Master student blog: Vegetation surveys at Norwegian RangeX site

By Sarah Zimmermann, Ecology & Biodiversity student, Austria

In summer 2025, I joined the RangeX team at the University of Bergen under the supervision of Nadine Arzt, PhD candidate of Prof. Vigdis Vandvik. I am a master student in Ecology & Biodiversity and Botany at the University of Innsbruck, Austria, supervised by Prof. Michael Bahn. As part of a collaboration for my thesis, I spent several weeks in the Norwegian mountains near Voss together with the RangeX team, working at our high-elevation field site.

We stayed in a simple cabin without electricity or phone reception, with water from a nearby stream – a very basic but wonderful setting that allowed us to fully focus on the fieldwork and the alpine environment. Our days were spent carrying out community analysis of the plots that are part of the RangeX network. It was rewarding fieldwork, and I learned a lot about alpine vegetation – especially the many species of Carex – while experiencing the strong teamwork and commitment of everyone involved.

Some of the collected data also laid the foundation for my master’s thesis. Building on the RangeX experiment, I will investigate how the presence of transplanted lowland species (the “focals”) and experimental warming by OTCs affect the flowering of native alpine plants. Flowering will be used as a proxy for fertility, allowing me to assess whether increased competition from novel species and higher temperatures alter the reproductive potential of established alpine species.

My analyses will take advantage of the factorial design of the experiment, which enables me to examine both the individual effects of warming and competition as well as their interactions. For example, I will test whether warming generally enhances flowering, and whether this effect is reduced or intensified when lowland competitors are present. Beyond flowering responses, I plan to explore patterns in community composition using multivariate approaches such as principal component analysis.

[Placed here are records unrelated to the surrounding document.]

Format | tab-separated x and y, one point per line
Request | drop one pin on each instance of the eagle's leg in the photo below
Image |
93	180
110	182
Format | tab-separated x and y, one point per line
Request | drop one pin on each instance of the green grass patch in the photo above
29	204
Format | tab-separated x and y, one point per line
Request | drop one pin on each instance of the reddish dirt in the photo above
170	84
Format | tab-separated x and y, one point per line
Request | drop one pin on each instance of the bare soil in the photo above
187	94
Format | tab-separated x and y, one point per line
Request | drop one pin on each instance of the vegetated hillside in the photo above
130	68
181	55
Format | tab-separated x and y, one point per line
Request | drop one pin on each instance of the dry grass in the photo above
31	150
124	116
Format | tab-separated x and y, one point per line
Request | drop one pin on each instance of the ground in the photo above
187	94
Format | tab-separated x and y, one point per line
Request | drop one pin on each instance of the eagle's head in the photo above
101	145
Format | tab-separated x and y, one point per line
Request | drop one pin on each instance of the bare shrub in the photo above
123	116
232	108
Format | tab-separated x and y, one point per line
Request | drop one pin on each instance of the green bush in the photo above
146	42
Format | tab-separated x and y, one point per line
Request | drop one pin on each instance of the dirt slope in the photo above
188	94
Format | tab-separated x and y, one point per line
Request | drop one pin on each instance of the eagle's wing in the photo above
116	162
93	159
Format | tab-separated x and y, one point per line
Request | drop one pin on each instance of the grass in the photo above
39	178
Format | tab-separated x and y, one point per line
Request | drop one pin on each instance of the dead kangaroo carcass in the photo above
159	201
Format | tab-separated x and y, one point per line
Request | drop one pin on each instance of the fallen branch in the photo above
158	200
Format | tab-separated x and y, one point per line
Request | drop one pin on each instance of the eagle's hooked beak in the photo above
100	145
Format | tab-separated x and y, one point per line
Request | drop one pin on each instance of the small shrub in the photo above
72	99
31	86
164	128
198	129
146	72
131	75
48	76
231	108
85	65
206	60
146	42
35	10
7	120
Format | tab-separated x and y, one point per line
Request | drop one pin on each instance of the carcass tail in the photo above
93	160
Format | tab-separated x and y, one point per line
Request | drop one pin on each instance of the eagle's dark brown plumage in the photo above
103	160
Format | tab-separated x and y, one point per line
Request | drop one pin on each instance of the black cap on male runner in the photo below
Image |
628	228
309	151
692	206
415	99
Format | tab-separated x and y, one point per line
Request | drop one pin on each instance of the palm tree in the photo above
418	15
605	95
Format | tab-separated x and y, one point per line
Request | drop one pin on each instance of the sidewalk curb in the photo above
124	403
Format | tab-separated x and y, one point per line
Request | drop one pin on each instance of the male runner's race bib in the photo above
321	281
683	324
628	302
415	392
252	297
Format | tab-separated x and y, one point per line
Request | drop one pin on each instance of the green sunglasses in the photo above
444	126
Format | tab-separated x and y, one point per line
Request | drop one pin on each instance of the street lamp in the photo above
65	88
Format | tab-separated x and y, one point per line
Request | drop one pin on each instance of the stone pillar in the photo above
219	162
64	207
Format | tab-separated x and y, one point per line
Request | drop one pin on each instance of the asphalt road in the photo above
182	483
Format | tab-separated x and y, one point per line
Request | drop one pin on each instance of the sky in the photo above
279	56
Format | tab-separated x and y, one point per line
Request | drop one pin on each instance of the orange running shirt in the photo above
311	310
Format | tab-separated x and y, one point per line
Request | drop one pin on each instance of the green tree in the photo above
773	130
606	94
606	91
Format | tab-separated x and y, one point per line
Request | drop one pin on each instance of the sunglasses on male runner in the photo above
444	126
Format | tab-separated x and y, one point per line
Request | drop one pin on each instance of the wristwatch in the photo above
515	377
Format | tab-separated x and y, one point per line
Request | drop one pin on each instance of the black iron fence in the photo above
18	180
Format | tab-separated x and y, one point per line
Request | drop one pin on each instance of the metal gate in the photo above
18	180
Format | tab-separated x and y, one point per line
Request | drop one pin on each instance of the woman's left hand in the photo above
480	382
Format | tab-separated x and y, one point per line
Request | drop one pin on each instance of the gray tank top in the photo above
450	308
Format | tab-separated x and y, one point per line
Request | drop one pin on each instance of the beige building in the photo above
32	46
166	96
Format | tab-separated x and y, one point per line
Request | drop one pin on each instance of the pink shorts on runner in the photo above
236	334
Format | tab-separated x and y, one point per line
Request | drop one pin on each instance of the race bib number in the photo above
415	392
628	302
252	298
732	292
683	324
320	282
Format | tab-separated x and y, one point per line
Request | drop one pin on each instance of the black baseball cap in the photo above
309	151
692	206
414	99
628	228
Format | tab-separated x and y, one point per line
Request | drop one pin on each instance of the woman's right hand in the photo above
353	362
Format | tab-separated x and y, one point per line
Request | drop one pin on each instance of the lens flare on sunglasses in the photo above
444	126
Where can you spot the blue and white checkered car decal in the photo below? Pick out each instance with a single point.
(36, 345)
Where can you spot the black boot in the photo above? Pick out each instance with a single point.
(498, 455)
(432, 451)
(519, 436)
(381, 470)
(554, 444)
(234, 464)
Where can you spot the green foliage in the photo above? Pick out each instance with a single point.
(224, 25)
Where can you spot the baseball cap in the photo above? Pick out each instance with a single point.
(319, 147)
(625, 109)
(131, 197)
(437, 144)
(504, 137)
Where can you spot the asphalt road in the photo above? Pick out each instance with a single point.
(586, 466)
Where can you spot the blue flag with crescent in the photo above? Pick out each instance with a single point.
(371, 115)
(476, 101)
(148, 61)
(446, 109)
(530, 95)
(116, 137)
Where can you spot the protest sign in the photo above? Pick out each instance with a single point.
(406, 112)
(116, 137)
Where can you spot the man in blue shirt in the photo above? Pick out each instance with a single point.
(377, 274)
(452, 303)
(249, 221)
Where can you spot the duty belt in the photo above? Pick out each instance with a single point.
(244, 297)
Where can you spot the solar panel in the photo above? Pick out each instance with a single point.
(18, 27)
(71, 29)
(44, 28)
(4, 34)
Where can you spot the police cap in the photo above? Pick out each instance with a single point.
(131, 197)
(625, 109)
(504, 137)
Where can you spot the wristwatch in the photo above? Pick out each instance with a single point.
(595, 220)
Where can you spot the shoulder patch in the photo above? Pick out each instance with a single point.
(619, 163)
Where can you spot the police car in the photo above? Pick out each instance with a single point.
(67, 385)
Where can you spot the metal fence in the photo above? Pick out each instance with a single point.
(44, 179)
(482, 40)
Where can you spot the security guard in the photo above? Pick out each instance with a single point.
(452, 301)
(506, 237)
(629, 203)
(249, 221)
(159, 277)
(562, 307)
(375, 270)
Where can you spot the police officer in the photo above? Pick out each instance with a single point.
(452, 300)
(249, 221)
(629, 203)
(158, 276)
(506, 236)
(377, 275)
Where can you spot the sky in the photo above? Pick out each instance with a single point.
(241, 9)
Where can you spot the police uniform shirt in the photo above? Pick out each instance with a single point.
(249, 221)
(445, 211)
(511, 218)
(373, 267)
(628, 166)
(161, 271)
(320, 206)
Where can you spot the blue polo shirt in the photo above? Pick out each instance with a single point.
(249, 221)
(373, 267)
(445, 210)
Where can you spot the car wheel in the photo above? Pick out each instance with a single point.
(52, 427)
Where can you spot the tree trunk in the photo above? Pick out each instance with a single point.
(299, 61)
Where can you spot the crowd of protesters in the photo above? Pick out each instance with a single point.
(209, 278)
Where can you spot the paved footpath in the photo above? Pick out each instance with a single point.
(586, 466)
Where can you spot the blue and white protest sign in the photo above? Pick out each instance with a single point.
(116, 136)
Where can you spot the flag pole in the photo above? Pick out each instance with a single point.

Through this work, I hope to shed light on one of the key ecological questions of climate change in mountain regions: how will alpine plants cope with simultaneous pressures from climate change and novel competitors? Understanding these dynamics is essential for predicting future community structures in mountain ecosystems, for identifying potential “winners” and “losers” of ongoing environmental change, and thereby for developing feasible protection measures.